Police are convinced the TNT used to make the AMIA truck bomb was smuggled into Buenos Aires through the Iranian embassy's diplomatic pouch. And the indictment stipulates the Islamic republic's intelligence officers were intimately involved in the process of target selection and mission planning.
These arrest warrants dispel any notion this act of terrorism might have been the unsanctioned work of an unauthorised cabal in Tehran. Rather than a rogue operation, the arrest warrants requested by Argentine prosecutors reveal an official rogue's gallery that extends to the highest echelons of Iranian government.
Beyond Rafsanjani, this wanted list includes the names of former foreign minister Ali Akbar Velyati, intelligence minister Ali Fallahian and Revolutionary Guards commander Mohsen Rezai. Iranian Supreme Leader Ali Khamenai was also implicated in the planning sessions for the bombing attack, but escaped indictment through the principle of sovereign immunity.
Yet the AMIA bombing is hardly the only case in which Tehran employed its Hezbollah surrogates to score political points through the murder of foreign civilians. In the 1980s, Hezbollah kidnapped dozens of American, French and British hostages in a self-declared campaign to rid Lebanon of Western influence. Many of those abducted diplomats, journalists and teachers were executed by their captors.
When the string of airline hijackings and overseas bombings committed by Hezbollah are added to its organisational portfolio, the portrait of the Lebanese Shi'ite militia becomes uglier still. But despite countless litres of innocent blood on its hands, Hezbollah's defenders insist the movement does not engage in terrorism.
Just last year, a veritable who's who of Australia's Islamic leadership demanded Hezbollah be removed from the Commonwealth's list of proscribed terrorist organisations. During the latest conflict in Lebanon, members of the Government's Muslim Reference Group expressed frustration over the Prime Minister's refusal to countenance their petition.
To categorise Hezbollah as a terrorist group was unjust, argued Reference Group chairman Ameer Ali, because such a classification puts the Shi'ite militia "on par with al-Qaida, when it is totally different".

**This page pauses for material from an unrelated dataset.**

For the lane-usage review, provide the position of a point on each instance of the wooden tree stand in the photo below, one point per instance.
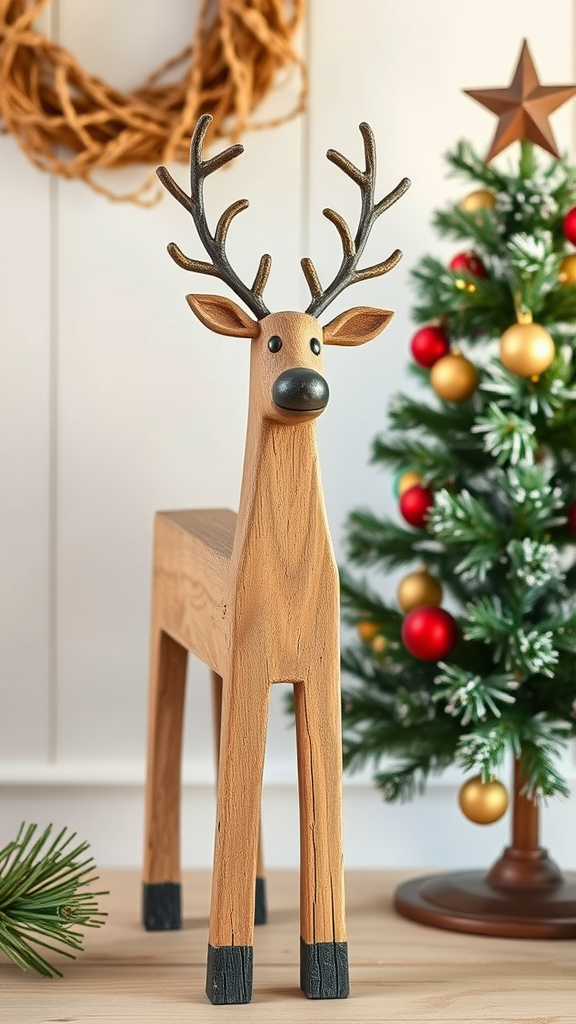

But there is no valid distinction to be made between bombing a community centre in Buenos Aires and blowing up commuter trains in London or Madrid. For too many years, too many in Australia's Islamic community have been trying to have their cake and eat it too. The Muslim leadership regularly trafficks in a form of double speak that condemns or condones suicide terrorism on the basis of political convenience and affinity.